13. Mr David Loy, the Managing Director of LJ Hookers gave evidence in these proceedings. He said he had known the Appellant for seven years and was involved in granting him the Land and Business Agents License. He said he knew about the assault but that he considered the Appellant a gentleman. He said he had observed the Appellant working for LJ Hookers until a year ago when he left of his own accord. He said Real Estate has a lot of highs and lows and that people can be easily demoralised. He said that the Appellant had a good temperament and could manage conflicting issues and negotiate outcomes. He said he regarded the Appellant as having a calming demeanour and he would employ him again.

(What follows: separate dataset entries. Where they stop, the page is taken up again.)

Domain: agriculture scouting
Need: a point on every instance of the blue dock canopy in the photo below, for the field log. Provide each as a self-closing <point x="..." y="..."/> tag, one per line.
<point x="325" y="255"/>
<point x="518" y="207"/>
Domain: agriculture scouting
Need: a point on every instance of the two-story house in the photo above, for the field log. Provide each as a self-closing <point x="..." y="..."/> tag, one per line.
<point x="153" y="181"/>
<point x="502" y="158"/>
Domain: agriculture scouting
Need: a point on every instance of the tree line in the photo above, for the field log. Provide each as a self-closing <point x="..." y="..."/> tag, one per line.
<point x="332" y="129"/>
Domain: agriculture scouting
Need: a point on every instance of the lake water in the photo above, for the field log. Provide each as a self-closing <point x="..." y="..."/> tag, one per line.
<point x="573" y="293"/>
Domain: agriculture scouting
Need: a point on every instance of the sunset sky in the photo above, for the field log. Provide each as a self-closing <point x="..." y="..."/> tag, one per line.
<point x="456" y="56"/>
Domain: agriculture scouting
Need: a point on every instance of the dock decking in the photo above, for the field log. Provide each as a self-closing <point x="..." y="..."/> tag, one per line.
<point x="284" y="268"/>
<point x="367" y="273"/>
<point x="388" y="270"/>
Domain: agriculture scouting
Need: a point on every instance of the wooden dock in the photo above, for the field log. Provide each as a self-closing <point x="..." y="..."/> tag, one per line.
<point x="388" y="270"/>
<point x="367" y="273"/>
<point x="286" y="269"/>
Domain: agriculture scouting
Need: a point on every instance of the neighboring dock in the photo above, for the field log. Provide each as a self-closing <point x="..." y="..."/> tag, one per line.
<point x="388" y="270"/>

He agreed with Ms Monaghan that he did not have a detailed idea of the offences when he wan on the Agents Licensing Board; he said the Registrar would have presented the material. Ms Monaghan asked about the Appellant’s reliability. Mr Loy said the Appellant had been involved in dealing with funds such as deposits and he had never had any concerns with regard to his honesty and integrity; he said he had no concerns about the Appellant handling the property and money of other people and ensuring the safety of their property. He spoke favourably of the Appellant’s personal circumstances and that he did not have concerns about the Appellant’s drinking, stating that “he usually drives me home.”
Conclusions
14. In considering whether the Appellant is a suitable person to hold a Provisional Security Officer License I have significant regard to the fact that prima facie a person in the circumstances of the Appellant would not be eligible for a license for another year. However, the legislation does allow this Court to grant the license if it is satisfied that regardless of that factor the person is a suitable person. I also have regard to the fact that a major purpose of this licensing regime is to ensure that people prone to violence are not placed in situations where they are likely to resort to it. Given the time that has elapsed without any further offending, the evidence of positive good character before this court, the change in lifestyle and drinking habits, the positive work record and the ability to overcome difficulties such as a work place injury, I am persuaded the Appellant is a suitable person. I note the concerns about the explanations given for the offending in 1997 and the suspicion that it was alcohol related. In my view there are strong indications that the offending was alcohol related but it is virtually impossible to inquire properly into that given the amount of time that has passed. The hospital records may or may not help with those issues. Despite these issues being problematic in the past, the evidence is overwhelming that the Appellant now is a suitable person.
15. I will check with counsel for the Commission on the appropriate orders to make as a consequence of these findings.
Dated this 6th day of February 2006.